Syria peace talks scheduled to begin January 25 will likely be delayed by a few days. World powers working to shepherd the parties are hung up trying to write the guest list.

Aleppo
Image: Getty/AFP/K. Al-Masri

The UN announced that the latest talks to end Syria's five-year civil war might face new delays as world powers dispute whom they will allow to represent the opposition. The war, which began as a series of peaceful protests against President Bashar al-Assad, has killed more than 250,000 people and forced several million from their homes.

"It's likely that the date of the 25th might slip by a few days simply for practical reasons," Farhan Haq, a spokesman for UN Secretary-General Ban Ki-moon, said Thursday.
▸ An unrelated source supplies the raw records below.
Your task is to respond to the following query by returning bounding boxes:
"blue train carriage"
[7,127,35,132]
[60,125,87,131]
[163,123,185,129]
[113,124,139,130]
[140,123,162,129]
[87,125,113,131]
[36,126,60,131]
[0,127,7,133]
Haq said UN officials would re-evaluate preparations over the weekend and make a decision about the Monday start of the talks in Geneva. US Secretary of State John Kerry backed up Haq's assessment that any delay would prove minor.

"It may be a day or two for invitations but there is not going to be a fundamental delay," Kerry said Thursday. "The process will begin on the 25th, and they will get together and see where we are," he added.

Stalled multifront discussions

Diplomats continue to scramble to resolve the key question of who will represent Syria's fractious opposition at the talks with the Assad regime. The main coalition of opposition bodies, the High Negotiations Committee, had announced a delegation to the talks on Wednesday, but its composition quickly came under fire. The group named Mohamed Alloush, a political leader of the Saudi-backed armed group Jaish al-Islam, as its chief negotiator at the talks.

The National Coordinating Committee for Democratic Change called it "not acceptable" that the delegation's chief would come from the armed opposition. "This sends the wrong political message to the Syrian people," the committee charged.

The United States, Turkey and Iran have also sparred with one another and Russia over which groups to invite. Russia and Iran support the Assad regime, while the United States, Turkey and many European nations ally with various rebel factions.

Disagreement also remains over whether one or two delegations will represent the opposition. Making the High Negotiations Committee the sole representative, which the body insists on, excludes other opposition groups, as well as minorities such as Kurds who also have much at stake in a post-Assad Syria.

The pro-regime Al-Watan reported that Russian officials wanted a joint opposition delegation, with half the members chosen in Moscow and the rest by the High Negotiations Committee. However, some opposition figures have said they would stay home rather than participate in talks dominated by Russia.